Alan rolled her over, and this time when he reached the end of the bed there was only the slightest pause, the barest heartbeat of resistance, and she opened her legs for him. Her skin was so soft, soft and perfect. Month-old skin. He pushed her knees up, carefully spread her open. Then just stared.
"Oh, Quorra. Honey. What happened?" That most sensitive area was red and raw, and when he gently ran a finger along the inside of a fold, she winced, hissed in pain.
"I read an article online about female masturbation. It recommended lubricant, so I got some of Sam's lotion he keeps next to the couch. I should have brought the whole bottle up, but I didn't. At first it was fine, but then the lotion absorbed into the skin, or evaporated. I didn't want to stop, though, because I didn't think I'd reached orgasm yet. So I kept going."
"How long did you just rub yourself dry?"
"I don't know. I took breaks." She gave him that sad face, the one she wore when she misunderstood something. "I did it wrong, didn't I?"
Alan gave her a half-smile, rested his chin on her knee. "Well, you didn't do it right." He didn't quite get a laugh at that, but the sad face was gone. He thought it would be best to just put this on hold for a day or two, but she put a hand on the back of his head and urged him down. He kissed and nipped the inside of her thighs until her hips started rocking against the mattress, and then he worked some spit up in his mouth. Used the flat of his tongue to spread the saliva against her as gently as he could, though she still squirmed a little bit.
Alan was a lot of things. Extremely gifted at the fine art of cunnilingus he was, unfortunately, not. But Quorra had no basis of comparison, and apparently his soft, soft licks against her clit were more than enough. He wanted to do what she did, and sit back and watch her face as the orgasm hit, but he also wanted it to be good. He wanted it to make up for what might have been hours of her stubbornly trying to get off, but only getting frustrated and sore. So he kept at it, pushed his tongue against her a little more insistently, and made do with listening to the symphony of her cries and moans as she came. No breaks for him; he kept licking and licking and whether she came again, or it was just aftershocks, he didn't know. Finally he could hear tears in her breathing, and he pressed one last open-mouthed kiss against her, then finally looked up.
Quorra's face was wet, but she beamed at him as brightly as he'd ever seen. She put her arms out for him, and did her best to tug him right down on top of her. "I don't want to smoosh you," he said, and ignored her growl. He rested on his side next to her, and to placate her, put one leg over hers, pulled her close.
"I want you to smoosh me," she complained, but he just stroked her hair back. A few moments to bask.
"So what did you think?" he asked. He waited for her delighted laugh, the bright bubbles in her voice when she talked to him about something beautiful she'd seen. But he was met with silence, and he worried that it hadn't been what she'd expected. Then she pressed her head against his chest, fingers on his ribs digging in.

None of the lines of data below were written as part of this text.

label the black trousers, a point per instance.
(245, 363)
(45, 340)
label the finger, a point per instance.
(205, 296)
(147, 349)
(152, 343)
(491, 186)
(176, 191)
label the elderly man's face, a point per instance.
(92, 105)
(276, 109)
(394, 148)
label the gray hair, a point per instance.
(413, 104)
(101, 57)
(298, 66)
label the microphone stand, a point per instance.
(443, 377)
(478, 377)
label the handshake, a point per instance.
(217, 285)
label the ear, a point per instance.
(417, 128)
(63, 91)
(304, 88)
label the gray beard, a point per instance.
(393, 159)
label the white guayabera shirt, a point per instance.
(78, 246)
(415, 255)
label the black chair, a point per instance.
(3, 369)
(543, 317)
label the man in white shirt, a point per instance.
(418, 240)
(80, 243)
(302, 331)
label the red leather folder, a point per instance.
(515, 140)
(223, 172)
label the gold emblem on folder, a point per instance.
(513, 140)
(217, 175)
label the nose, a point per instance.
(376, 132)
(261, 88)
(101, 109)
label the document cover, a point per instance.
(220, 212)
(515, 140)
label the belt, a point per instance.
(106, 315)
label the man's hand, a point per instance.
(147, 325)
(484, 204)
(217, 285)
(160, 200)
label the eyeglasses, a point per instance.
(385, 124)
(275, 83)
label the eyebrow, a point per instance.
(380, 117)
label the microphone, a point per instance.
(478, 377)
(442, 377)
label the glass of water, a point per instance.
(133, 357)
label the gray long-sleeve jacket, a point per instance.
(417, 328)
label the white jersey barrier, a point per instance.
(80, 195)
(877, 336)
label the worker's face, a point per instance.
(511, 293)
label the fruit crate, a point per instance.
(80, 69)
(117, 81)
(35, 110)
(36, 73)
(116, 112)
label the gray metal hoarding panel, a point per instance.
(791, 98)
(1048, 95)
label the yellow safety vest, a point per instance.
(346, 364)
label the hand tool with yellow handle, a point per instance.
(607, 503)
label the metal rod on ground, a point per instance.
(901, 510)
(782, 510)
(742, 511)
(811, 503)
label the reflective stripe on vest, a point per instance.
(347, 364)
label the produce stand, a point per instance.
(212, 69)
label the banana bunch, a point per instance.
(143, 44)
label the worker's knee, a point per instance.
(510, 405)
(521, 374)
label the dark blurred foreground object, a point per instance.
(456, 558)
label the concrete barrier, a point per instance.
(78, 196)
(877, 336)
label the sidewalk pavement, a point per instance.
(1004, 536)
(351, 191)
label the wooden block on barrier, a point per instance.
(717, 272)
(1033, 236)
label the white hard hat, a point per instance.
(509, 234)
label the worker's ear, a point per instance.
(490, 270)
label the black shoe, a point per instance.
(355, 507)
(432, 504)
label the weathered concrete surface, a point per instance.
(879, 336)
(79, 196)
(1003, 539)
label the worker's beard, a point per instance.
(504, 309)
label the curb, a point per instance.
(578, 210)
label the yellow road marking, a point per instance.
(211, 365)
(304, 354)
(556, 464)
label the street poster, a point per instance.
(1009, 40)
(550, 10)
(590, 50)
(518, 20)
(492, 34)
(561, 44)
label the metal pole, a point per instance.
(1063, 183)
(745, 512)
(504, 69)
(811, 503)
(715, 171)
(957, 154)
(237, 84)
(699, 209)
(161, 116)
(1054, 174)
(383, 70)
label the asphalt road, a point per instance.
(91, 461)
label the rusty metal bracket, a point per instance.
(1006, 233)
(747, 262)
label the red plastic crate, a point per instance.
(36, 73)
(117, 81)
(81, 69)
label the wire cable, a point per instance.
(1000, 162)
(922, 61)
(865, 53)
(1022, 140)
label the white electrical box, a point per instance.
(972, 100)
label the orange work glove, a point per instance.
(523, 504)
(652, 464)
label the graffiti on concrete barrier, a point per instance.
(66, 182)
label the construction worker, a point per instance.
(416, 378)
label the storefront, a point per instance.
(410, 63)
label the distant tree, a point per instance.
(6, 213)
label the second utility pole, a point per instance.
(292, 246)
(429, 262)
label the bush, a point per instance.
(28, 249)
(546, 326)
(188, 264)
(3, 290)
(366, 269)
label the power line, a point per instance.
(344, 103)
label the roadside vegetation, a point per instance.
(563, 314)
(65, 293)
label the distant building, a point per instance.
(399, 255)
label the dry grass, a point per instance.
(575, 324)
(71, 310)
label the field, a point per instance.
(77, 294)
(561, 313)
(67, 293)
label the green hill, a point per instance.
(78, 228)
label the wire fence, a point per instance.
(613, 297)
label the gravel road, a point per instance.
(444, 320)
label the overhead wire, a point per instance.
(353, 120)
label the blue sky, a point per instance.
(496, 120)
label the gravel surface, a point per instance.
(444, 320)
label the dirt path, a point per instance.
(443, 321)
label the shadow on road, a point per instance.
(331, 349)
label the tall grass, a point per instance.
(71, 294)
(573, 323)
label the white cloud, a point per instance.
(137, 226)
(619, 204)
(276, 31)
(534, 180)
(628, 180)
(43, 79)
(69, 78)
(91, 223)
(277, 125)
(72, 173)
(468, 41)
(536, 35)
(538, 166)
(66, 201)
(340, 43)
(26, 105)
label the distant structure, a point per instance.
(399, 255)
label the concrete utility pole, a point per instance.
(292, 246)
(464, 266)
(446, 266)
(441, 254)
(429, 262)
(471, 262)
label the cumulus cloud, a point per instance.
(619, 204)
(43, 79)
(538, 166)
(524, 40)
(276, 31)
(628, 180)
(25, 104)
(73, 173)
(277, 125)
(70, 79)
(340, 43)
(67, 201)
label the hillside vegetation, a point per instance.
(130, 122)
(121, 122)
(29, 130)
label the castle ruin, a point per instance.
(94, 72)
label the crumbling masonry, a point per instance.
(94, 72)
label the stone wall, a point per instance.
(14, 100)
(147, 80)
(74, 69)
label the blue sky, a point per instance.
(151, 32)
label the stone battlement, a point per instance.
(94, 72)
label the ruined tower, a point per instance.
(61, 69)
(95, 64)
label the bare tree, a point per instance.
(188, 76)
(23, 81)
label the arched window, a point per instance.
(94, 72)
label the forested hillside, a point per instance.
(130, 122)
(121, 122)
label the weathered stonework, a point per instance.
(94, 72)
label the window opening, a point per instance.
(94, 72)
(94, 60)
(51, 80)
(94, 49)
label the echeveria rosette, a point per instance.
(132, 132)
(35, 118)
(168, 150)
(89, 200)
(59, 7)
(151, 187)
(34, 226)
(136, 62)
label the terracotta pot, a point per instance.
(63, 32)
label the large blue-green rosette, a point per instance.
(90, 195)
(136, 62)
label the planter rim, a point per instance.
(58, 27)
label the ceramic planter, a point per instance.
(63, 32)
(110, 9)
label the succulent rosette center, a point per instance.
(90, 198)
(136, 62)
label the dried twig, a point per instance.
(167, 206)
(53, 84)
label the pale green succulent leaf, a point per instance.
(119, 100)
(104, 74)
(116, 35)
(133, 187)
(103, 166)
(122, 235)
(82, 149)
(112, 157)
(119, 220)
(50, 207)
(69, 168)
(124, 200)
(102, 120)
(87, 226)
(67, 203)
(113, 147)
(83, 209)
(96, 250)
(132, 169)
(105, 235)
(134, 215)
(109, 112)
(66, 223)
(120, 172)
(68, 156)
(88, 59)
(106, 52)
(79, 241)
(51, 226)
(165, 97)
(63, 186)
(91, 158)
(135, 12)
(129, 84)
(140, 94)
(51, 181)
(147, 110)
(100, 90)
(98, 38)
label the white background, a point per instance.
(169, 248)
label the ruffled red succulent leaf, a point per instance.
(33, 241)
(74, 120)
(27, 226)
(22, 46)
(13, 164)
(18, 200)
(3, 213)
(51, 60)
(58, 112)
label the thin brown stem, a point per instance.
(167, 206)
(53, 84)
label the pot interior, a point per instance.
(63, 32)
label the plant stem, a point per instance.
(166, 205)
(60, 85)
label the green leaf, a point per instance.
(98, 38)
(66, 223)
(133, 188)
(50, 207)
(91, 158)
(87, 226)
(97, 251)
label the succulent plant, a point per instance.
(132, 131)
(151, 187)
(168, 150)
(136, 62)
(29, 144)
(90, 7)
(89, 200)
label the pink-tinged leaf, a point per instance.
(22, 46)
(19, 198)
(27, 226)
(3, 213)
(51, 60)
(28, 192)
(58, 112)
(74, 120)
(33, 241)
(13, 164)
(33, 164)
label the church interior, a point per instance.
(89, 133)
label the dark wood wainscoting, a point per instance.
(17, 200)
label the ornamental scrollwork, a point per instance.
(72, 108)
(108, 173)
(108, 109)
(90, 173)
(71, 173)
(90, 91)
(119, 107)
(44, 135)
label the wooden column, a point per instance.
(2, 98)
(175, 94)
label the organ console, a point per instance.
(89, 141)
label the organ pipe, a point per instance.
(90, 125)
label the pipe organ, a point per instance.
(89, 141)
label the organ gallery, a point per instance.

"I had a dream last night. You were in the Grid with me, teaching me how to dance by the Sea.” A sigh, something she couldn’t put into words. “I love you, too." A hitch in her voice. Alan felt his eyes sting, and pulled her as tightly to him as he could; he didn't want even a breath between their bodies.
He'd have decisions to make, and no matter which path he chose, Sam would have to be told something. But let the decisions wait, even if only for another ten minutes. Right now, he was going to hold his girl, this pretty woodland nymph, this miracle with the quicksilver smile. He was going to hold her, and listen to her breathe, and feel her heartbeat against his palm. He was going to let himself drowse, let his brain go silent, overwhelmed by this most simple animal comfort.
Alan was a lot of things. Happy, for one.